Stephen Curry Injury: Golden State Warriors Breathing A Sigh of Relief After Favorable Diagnosis
It appears the Golden State Warriors dodged a significant problem with 3-point king Stephen Curry. The 33-year-old star is in one of the most prolonged shooting slumps of his career. But he avoided serious injury when he fell awkwardly during Golden State’s blowout win at Chicago on Jan. 14. The incident eerily resembled a similar fall that wrecked his 2019–20 season.
This time, Curry’s right hand bore the brunt of the fall. He scored 19 points in 28 minutes in the 138–96 pummeling of the Bulls. Curry didn’t play on Jan. 16 when the Warriors closed a 1–3 road trip with a 119–99 loss at Minnesota, but the Warriors hope to have their superstar back sooner rather than later.
Stephen Curry landed hard on his shooting hand
In the second quarter, Stephen Curry drove past Bulls defender DeMar DeRozan for a layup attempt. Lonzo Ball attempted to challenge the shot and fouled Curry, who fell hard on his right hand.

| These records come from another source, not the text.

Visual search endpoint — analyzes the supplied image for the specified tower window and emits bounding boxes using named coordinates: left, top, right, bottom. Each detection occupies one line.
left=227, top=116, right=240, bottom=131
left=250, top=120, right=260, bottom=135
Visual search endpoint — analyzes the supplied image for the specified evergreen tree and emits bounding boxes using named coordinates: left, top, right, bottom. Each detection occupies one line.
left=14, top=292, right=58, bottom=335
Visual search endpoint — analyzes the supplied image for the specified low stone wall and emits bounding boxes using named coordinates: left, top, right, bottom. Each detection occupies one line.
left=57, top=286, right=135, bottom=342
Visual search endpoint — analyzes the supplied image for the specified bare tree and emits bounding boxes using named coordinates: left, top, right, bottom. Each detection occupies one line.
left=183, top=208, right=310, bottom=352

On Oct. 30, 2019, Curry broke his left hand in a fall during a game against the Phoenix Suns. While attempting to split a pair of defenders, Curry lost his balance and fell forward on his left arm.
He missed all but one game the rest of the season. The Golden State Warriors, already struggling to start their first season without Kevin Durant, collapsed to a league-worst 15–50 record. Curry appeared in five games, just one after returning from the injury. The pandemic shut the NBA down for four months, and Golden State was not among the teams invited to the Orlando bubble for the restart.
In Chicago, Curry returned and finished 7-of-15 overall and 4-of-10 from 3-point range, one of his stronger shooting performances in recent weeks.
Curry is shooting 35.9% overall in his last nine games and a dismal 30.9% from long range. He’s scoring 21.4 points per game in that span, and Golden State is 5–6 (Curry rested against the Pelicans on Nov. 6 and did not play at Minnesota).
Golden State Warriors are optimistic Stephen Curry can play on Jan. 18
The Golden State Warriors open a seven-game homestand at Chase Center on Jan. 18 against the Detroit Pistons.
The team listed Curry out with left-hand soreness against the Timberwolves on Jan. 16. Curry admitted he was scared after the fall in Chicago, per NBC Sports Bay Area.
“There was some (post-traumatic stress disorder) from two years ago when I landed,” Curry said. “It felt kind of the same. Anything that involves the hands especially is a little concerning. But the feeling came back; the strength came back.”
Anthony Slater of The Athletic tweeted that coach Steve Kerr hopes to have Curry when they open the homestand against Detroit.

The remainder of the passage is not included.